買収事業では、2018年5月に買収を完了したリバティ・ライフ社の契約ブロックの影響が寄与し、既契約ブロックの満了に伴う収益減の影響を一部相殺して増益となりました。また、ステーブルバリュー事業は、金利スプレッドの低下により減益となりました。
海外生命保険事業-TAL
TAL社の業績について説明します。オーストラリアの個人保険市場においては、規制の見直しを含め、厳しい市場環境が継続しており、TAL社の個人保険部門における新契約は、前期比で減少しました。団体保険部門でも、大型契約を複数獲得した前期に比べると減少しています。
保有契約年換算保険料は、2019年2月28日付で買収を完了したSuncorp Life(現Asteron Life)社の保有契約を反映し、前期比で31パーセント増加となっています。
基礎的収益力は、個人保険・団体保険ともに保険金支払が増加したことなどにより、前期比で7パーセント減となりました。
第一生命グループ業績予想-2020年3月期業績予想
2020年3月期の業績予想は、減収増益を予想しています。減収となるのは、足もとの金融環境や販売動向を踏まえた見通しとなっているためです。増益を予想するのは、海外事業で保険金請求の増加など一時的要因が剥落し、オーガニック成長基調に回帰することに加え、M&Aによる貢献が見込まれるためです。
冒頭でもお伝えしたとおり、今決算に係る現金配当額は1株あたり58円とし、以前予想していた53円から5円引き上げ、前期比で8円増配としました。

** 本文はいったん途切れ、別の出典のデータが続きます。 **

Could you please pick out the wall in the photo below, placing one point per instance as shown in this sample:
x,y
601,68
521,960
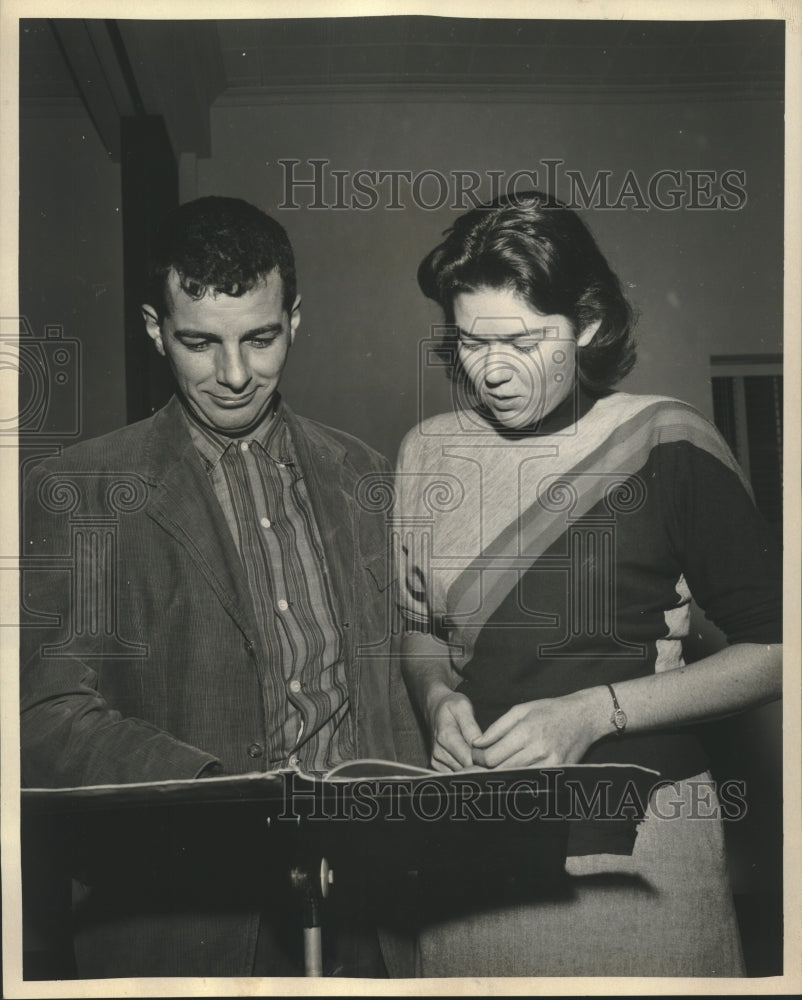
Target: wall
x,y
705,282
70,254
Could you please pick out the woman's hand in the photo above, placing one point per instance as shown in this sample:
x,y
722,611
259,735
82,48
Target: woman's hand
x,y
453,728
550,732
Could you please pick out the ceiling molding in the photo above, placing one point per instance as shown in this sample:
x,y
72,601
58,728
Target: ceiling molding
x,y
91,58
490,94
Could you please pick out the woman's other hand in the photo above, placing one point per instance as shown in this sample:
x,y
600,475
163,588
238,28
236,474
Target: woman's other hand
x,y
549,732
453,728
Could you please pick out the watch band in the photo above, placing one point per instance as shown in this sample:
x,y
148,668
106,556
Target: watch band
x,y
619,716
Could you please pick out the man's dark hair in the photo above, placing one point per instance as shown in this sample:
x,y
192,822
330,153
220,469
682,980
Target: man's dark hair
x,y
535,246
219,245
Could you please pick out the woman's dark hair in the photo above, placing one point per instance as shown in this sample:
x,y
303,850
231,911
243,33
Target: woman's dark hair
x,y
533,245
223,245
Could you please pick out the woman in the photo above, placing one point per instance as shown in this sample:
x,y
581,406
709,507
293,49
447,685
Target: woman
x,y
554,533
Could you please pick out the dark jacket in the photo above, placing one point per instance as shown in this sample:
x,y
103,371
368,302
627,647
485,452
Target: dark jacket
x,y
141,658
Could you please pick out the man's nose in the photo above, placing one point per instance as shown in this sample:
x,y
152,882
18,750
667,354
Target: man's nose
x,y
232,371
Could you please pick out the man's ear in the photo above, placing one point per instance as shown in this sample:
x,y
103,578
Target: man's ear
x,y
295,317
588,333
153,327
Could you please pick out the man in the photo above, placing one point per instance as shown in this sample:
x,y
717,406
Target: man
x,y
218,622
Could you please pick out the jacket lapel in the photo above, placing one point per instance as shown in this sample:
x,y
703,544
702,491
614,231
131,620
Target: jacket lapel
x,y
183,502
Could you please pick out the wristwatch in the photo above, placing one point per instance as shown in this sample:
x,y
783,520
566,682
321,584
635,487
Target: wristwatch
x,y
619,716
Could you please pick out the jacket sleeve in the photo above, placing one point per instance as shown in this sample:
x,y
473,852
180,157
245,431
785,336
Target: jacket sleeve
x,y
70,736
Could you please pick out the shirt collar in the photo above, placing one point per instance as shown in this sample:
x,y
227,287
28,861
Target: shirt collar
x,y
211,445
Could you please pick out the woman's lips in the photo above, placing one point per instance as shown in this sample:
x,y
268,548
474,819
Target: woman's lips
x,y
232,402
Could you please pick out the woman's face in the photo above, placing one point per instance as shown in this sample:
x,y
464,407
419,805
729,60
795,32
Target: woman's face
x,y
521,363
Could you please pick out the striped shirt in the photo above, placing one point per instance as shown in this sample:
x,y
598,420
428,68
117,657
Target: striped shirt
x,y
261,490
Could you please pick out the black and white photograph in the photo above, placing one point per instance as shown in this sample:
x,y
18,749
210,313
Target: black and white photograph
x,y
400,442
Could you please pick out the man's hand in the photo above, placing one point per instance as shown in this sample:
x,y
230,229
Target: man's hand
x,y
550,732
453,728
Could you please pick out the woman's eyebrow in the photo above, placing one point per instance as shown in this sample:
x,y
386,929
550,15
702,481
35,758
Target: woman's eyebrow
x,y
516,335
207,335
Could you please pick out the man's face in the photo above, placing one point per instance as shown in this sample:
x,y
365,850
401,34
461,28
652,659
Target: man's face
x,y
227,353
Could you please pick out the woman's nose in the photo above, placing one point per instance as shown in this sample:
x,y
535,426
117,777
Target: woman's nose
x,y
498,366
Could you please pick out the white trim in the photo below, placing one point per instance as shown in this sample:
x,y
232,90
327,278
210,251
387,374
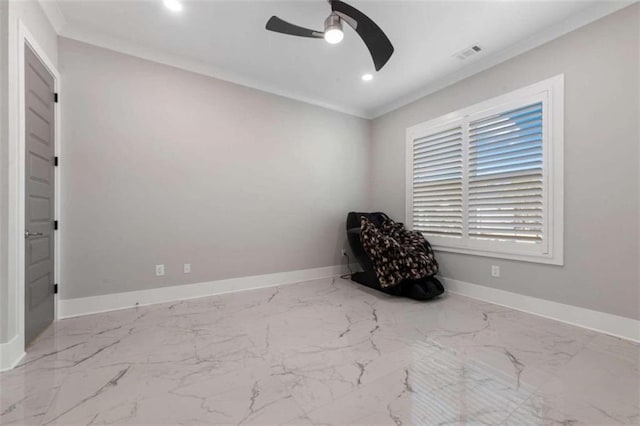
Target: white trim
x,y
551,93
598,11
625,328
16,177
574,22
11,353
116,301
56,18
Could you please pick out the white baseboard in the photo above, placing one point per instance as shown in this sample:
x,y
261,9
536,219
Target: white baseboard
x,y
625,328
11,353
68,308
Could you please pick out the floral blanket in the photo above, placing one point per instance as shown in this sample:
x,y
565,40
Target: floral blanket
x,y
397,254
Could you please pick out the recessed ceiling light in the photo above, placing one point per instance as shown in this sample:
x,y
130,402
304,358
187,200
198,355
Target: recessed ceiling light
x,y
173,5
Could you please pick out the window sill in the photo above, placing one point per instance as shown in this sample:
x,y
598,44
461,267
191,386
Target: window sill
x,y
545,259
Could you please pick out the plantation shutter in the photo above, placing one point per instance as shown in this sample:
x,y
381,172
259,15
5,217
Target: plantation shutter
x,y
437,182
505,169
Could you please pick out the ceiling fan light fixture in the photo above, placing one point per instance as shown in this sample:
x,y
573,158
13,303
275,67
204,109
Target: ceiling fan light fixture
x,y
333,33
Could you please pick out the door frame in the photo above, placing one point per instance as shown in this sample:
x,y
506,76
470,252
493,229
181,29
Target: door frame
x,y
17,190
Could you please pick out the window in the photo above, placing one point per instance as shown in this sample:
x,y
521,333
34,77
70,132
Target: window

海外生保事業において、中計初年度で着実に利益貢献が見込める3件のM&Aに取り組み、中計期間の利益成長の確度が高まったことなどを踏まえ、増配を決定したものです。
2020年3月期につきましても、増益基調の維持を背景に、現金配当は4円増配の62円を予想しています。
グループ ヨーロピアン・エンベディッド・バリュー(EEV)
グループEEVについて説明いたします。2019年3月末のグループEEVは5兆9,000億円となり、前期末の6兆円から微減となりました。国内の金利低下、株価下落による影響がありましたが、各社の営業活動を通じた新契約価値や、商品特性を反映した超過収益の実現、M&Aの成果などにより相殺しています。新契約価値は、アジアの関連会社2社の新契約価値を含め1,987億円となり、前期の1,919億円から3.5パーセント増加しています。
新契約マージンは、主に商品ミックスの変化により、4.3パーセントから3.7パーセントへ低下しました。しかし、第一生命では認知症保険の販売等の貢献もあり、マージンは6.9パーセントから7.3パーセントへ改善しています。
第一フロンティア生命のマージンの低下は米ドル建商品の販売拡大に従い、社債による運用が増加しているためです。こうした商品の収益性は、リスクフリーレートで計算される新契約価値には反映されず、超過収益としてEVの増加に貢献することとなります。
TAL社の新契約マージンの低下は、大規模な業界再編が進むなか、新契約が伸び悩み、ユニットコストが上昇したことが影響しています。
グループEEV-変動要因分析(19/3期)
グループEEVの変動要因について説明いたします。企業努力を通じたEVの増減では、新契約価値1,974億円に加え、プロテクティブ社によるリバティ・ライフ社の契約ブロック買収に伴い、EVが379億円増加しています。
なお、TAL社によるSuncorp Life(現Asteron Life)社の買収につきましては、クロージングが2019年2月末となったため、現時点ではEVは買収価格として評価しており、EVの増減には影響していません。
期待収益は、第一フロンティア生命の外貨建保険など、商品特性を反映し、運用スプレッドの実現が超過収益としてEV増加に貢献しています。また、プロテクティブ社の変額年金を除く商品につきましても、トップダウン手法でEEVを計算しています。そのため、EEV計算にリスクフリーレートを上回る、高い割引率が適用されており、その割引の解放がEV増加に貢献しています。
一方、主に国内の金利低下、株価下落によって、経済前提と実績の差異がマイナスとなり、グループRoEVはマイナス0.6パーセントとなりました。私からの資料の説明は以上となります。